Полдень был тих и зноен. Возле погреба ещё зеленела здоровая трава, но незабудки уже выгорели на солнце и побелели, и жаркий вьюнок вдоль забора сник, повинно опустив головки.
Бабка Анфиса, охая, вышла на крыльцо. В свои девяносто годков она ходила без палки, сама полола и поливала гряды и даже не жаловалась на старческие болячки. Дети и внуки её жили в соседнем селе, а в редкие выходные навещали, справляя по дому непосильную для старухи работу.
Возле крыльца благоухал шиповник. Над ним озабоченно гудели шмели и осы, а небо – широкое, лучезарное – было таким синим, что бабка Анфиса зажмурилась. С утра у неё прихватило спину – верно, незаметный сквознячок содеял недоброе дело. Растерев ладонями поясницу, она поискала глазами бидончик, в который хотела набрать садовых ягод.
- Жива, Кузьминична? – хрипло окликнул её Егор. – Здорова? Вот чудно – хвори на тебя никакой нет!
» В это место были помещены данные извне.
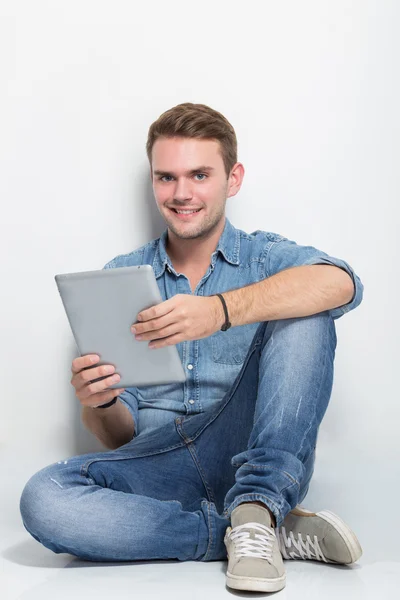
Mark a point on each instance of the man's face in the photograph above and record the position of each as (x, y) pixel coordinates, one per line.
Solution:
(189, 173)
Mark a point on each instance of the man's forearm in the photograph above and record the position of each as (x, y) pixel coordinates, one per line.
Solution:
(295, 292)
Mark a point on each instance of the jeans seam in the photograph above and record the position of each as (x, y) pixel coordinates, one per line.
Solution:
(266, 467)
(210, 532)
(84, 468)
(253, 496)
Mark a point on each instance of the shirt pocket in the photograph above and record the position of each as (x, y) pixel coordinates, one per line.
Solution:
(230, 347)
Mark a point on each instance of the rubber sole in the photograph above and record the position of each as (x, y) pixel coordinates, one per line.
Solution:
(347, 534)
(255, 584)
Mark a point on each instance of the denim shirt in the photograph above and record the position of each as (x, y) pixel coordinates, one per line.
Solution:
(212, 363)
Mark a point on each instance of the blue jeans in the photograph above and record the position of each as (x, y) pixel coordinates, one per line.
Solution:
(169, 493)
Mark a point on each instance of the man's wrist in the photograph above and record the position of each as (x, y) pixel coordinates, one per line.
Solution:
(219, 313)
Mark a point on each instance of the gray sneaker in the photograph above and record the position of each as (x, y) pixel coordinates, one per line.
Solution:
(254, 560)
(319, 536)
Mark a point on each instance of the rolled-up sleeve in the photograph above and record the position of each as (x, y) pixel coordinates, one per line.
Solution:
(283, 253)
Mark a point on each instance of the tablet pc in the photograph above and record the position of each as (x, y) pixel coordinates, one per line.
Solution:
(101, 307)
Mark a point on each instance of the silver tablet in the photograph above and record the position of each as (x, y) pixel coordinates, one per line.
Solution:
(101, 307)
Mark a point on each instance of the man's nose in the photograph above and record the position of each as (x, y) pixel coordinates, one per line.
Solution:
(182, 189)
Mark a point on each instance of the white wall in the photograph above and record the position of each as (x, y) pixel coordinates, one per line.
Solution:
(312, 89)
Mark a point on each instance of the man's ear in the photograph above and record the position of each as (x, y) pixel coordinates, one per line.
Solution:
(235, 179)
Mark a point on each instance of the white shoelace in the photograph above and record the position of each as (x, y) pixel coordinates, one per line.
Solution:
(304, 548)
(260, 547)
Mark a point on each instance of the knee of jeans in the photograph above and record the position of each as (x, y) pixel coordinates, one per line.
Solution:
(315, 328)
(37, 502)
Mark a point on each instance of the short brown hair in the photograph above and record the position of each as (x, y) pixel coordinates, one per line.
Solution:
(195, 121)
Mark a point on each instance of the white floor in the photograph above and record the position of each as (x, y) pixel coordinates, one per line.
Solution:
(29, 571)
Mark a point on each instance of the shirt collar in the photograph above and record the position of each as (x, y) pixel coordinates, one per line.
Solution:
(228, 246)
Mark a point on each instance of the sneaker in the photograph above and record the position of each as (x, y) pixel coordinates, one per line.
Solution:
(319, 536)
(254, 560)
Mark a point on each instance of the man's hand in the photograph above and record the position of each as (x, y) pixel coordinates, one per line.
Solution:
(182, 317)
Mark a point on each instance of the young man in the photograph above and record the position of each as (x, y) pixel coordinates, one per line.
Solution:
(216, 467)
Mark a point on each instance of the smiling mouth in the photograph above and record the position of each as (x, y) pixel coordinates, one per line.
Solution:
(186, 211)
(185, 216)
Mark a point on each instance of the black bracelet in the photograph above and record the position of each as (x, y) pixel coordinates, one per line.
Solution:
(113, 401)
(227, 324)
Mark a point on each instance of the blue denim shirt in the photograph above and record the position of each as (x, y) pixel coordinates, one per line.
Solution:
(213, 363)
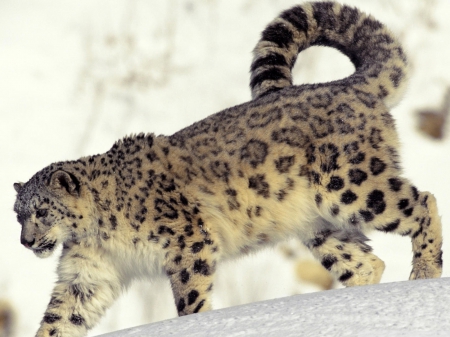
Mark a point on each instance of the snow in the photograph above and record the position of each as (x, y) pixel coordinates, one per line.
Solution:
(416, 308)
(75, 76)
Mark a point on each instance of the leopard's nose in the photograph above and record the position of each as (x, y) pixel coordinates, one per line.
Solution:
(27, 243)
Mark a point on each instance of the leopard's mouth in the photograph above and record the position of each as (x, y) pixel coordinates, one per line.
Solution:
(45, 247)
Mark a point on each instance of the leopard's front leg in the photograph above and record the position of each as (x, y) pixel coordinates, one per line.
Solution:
(86, 287)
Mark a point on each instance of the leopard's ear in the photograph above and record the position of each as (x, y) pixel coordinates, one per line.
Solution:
(62, 181)
(18, 187)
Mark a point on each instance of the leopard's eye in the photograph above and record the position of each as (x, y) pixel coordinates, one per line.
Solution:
(40, 213)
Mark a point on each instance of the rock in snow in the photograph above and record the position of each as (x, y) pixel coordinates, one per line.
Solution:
(413, 308)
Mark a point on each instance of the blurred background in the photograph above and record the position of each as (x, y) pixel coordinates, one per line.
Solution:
(75, 76)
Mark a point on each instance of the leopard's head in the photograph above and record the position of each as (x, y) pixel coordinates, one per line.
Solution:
(51, 208)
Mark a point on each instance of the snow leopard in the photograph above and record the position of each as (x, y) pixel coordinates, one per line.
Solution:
(317, 162)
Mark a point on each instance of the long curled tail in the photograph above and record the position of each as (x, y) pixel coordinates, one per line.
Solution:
(381, 65)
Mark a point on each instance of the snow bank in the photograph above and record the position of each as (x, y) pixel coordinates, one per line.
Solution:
(414, 308)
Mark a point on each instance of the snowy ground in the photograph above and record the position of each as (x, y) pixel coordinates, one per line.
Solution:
(412, 309)
(77, 75)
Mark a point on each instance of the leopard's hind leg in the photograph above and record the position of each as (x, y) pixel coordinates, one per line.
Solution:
(392, 205)
(346, 255)
(413, 213)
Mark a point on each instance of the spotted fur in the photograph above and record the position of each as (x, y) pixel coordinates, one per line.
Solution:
(317, 162)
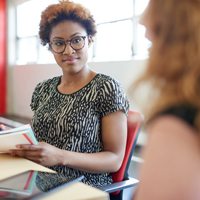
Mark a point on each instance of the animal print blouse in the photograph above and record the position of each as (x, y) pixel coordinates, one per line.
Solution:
(73, 121)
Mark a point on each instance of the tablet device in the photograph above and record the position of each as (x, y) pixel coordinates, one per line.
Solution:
(32, 184)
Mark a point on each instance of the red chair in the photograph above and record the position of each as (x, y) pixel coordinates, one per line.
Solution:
(121, 179)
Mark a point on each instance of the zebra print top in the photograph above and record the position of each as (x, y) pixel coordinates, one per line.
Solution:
(73, 121)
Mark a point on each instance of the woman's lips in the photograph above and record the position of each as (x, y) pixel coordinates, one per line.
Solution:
(69, 60)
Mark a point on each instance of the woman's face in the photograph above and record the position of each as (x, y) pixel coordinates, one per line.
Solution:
(72, 39)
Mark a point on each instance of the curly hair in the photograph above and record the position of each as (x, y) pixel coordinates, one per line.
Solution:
(174, 64)
(65, 10)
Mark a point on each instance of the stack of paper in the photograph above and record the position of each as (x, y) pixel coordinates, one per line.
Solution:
(20, 135)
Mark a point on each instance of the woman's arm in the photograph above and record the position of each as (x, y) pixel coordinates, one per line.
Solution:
(171, 162)
(114, 133)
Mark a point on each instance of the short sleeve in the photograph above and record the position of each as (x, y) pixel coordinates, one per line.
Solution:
(36, 97)
(112, 98)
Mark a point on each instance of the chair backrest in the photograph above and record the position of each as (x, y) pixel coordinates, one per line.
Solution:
(134, 123)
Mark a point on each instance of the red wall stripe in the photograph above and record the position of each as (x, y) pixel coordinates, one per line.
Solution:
(2, 57)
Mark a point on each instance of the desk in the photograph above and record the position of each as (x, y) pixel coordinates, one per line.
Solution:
(76, 191)
(11, 166)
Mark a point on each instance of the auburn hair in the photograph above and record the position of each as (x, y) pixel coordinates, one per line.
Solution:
(173, 68)
(65, 10)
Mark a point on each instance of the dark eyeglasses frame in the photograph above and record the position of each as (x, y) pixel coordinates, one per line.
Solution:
(68, 42)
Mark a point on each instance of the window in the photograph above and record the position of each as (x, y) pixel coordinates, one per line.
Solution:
(119, 35)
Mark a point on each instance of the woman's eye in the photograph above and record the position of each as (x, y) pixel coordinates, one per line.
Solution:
(76, 40)
(59, 43)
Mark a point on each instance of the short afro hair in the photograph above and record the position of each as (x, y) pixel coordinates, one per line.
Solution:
(65, 10)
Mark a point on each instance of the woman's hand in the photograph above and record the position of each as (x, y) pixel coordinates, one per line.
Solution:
(43, 153)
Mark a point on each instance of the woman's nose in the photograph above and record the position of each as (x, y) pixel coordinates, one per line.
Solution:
(68, 49)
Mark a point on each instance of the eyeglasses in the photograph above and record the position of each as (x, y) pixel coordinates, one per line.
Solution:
(76, 43)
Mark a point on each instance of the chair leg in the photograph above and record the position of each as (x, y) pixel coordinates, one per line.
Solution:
(117, 197)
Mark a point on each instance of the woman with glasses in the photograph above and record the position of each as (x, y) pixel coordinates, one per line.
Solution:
(171, 169)
(80, 118)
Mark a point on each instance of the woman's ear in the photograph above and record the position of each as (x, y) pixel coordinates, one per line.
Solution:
(90, 40)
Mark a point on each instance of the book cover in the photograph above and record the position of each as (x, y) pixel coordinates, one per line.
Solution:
(20, 135)
(22, 183)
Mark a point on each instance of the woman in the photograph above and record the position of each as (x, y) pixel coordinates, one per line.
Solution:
(172, 154)
(80, 118)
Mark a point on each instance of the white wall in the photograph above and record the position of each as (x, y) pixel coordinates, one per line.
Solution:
(23, 79)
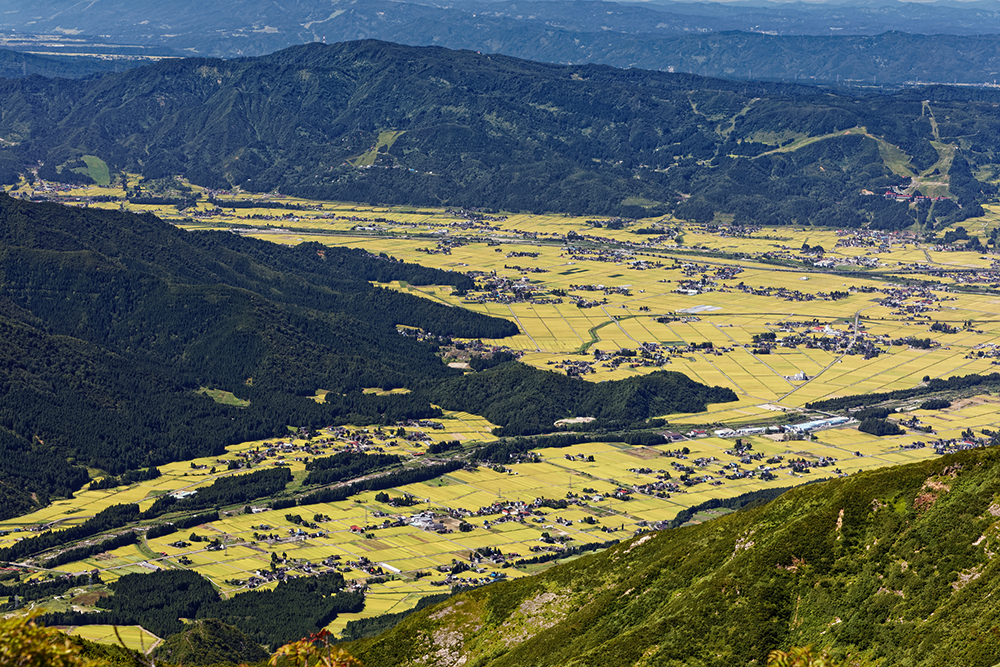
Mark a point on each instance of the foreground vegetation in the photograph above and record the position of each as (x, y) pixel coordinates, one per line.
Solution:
(892, 566)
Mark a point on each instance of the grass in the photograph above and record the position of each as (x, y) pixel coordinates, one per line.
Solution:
(553, 333)
(224, 397)
(97, 170)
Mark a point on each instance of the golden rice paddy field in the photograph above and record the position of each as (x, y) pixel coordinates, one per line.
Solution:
(708, 287)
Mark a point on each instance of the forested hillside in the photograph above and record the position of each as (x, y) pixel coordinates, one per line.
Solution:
(371, 121)
(113, 321)
(893, 567)
(869, 45)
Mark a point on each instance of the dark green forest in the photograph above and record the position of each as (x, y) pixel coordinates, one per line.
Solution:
(497, 132)
(157, 600)
(112, 322)
(890, 567)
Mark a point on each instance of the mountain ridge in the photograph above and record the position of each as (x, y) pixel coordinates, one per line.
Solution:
(893, 565)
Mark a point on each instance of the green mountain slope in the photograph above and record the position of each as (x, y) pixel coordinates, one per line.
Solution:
(764, 40)
(896, 566)
(209, 642)
(493, 131)
(111, 321)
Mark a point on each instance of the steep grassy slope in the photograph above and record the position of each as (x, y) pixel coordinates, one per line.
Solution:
(897, 565)
(493, 131)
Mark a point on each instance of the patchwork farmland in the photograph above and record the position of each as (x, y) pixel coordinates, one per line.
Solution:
(759, 310)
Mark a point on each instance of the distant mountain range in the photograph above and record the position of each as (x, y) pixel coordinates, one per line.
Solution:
(377, 122)
(871, 45)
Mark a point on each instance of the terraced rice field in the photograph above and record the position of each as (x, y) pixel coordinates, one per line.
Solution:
(713, 288)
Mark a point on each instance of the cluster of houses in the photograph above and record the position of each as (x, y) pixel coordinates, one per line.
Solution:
(491, 288)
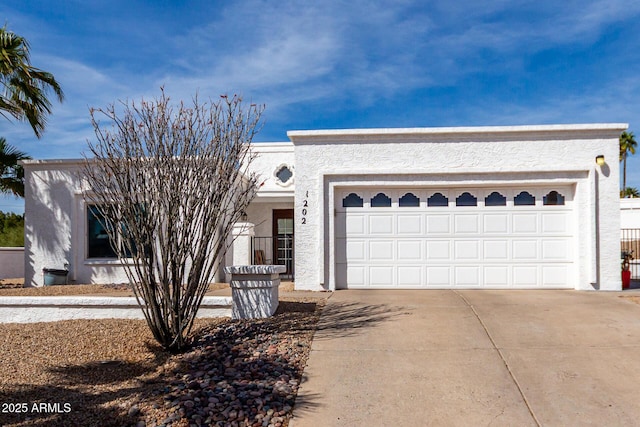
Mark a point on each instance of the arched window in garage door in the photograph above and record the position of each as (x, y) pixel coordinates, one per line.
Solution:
(409, 200)
(381, 201)
(495, 199)
(466, 199)
(553, 198)
(352, 201)
(524, 199)
(437, 199)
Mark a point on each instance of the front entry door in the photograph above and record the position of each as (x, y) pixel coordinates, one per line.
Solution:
(283, 239)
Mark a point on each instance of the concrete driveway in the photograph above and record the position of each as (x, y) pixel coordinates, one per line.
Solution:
(473, 358)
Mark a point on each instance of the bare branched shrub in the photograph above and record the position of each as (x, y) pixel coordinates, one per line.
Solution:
(169, 183)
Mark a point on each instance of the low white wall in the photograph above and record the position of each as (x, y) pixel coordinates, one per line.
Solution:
(11, 263)
(52, 309)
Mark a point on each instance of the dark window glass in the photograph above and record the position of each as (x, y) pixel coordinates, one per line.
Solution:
(553, 198)
(466, 199)
(437, 199)
(98, 239)
(352, 201)
(524, 199)
(284, 174)
(495, 199)
(381, 201)
(409, 200)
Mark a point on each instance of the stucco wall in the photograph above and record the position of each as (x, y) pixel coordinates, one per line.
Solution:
(55, 226)
(460, 156)
(630, 213)
(11, 263)
(55, 223)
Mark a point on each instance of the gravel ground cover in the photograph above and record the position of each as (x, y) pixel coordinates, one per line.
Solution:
(111, 373)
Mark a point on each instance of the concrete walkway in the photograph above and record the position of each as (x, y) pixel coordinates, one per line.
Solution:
(462, 358)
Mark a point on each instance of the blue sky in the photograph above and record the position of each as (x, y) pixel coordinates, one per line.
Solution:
(337, 64)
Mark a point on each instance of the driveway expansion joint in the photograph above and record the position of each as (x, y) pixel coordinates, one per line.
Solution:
(493, 343)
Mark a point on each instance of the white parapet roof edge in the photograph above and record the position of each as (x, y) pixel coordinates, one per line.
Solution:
(459, 130)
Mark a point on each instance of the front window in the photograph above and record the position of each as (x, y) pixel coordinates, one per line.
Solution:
(98, 244)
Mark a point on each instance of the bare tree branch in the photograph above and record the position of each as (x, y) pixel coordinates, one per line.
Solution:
(169, 184)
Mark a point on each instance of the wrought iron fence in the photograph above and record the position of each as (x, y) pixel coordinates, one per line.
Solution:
(274, 250)
(630, 243)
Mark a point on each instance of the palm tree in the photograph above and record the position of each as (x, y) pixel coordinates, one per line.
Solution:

- А зачем хворать? – удивилась бабка Анфиса. - Молодые приедут, надо к их приезду варенья с блинцами состряпать. Много в этом году смородины уродилось.
Егор, тяжело насев на калитку, исподлобья зыркнул на соседку. Та приметила в его шевелюре седые волоски. «С чего бы?» - подумалось ей.
- Зашёл бы во двор, Егор Палыч. Смурной ты с утра. Закашлялся давеча словно старик. Вон уж и волос седой пробивается - как я раньше не приметила?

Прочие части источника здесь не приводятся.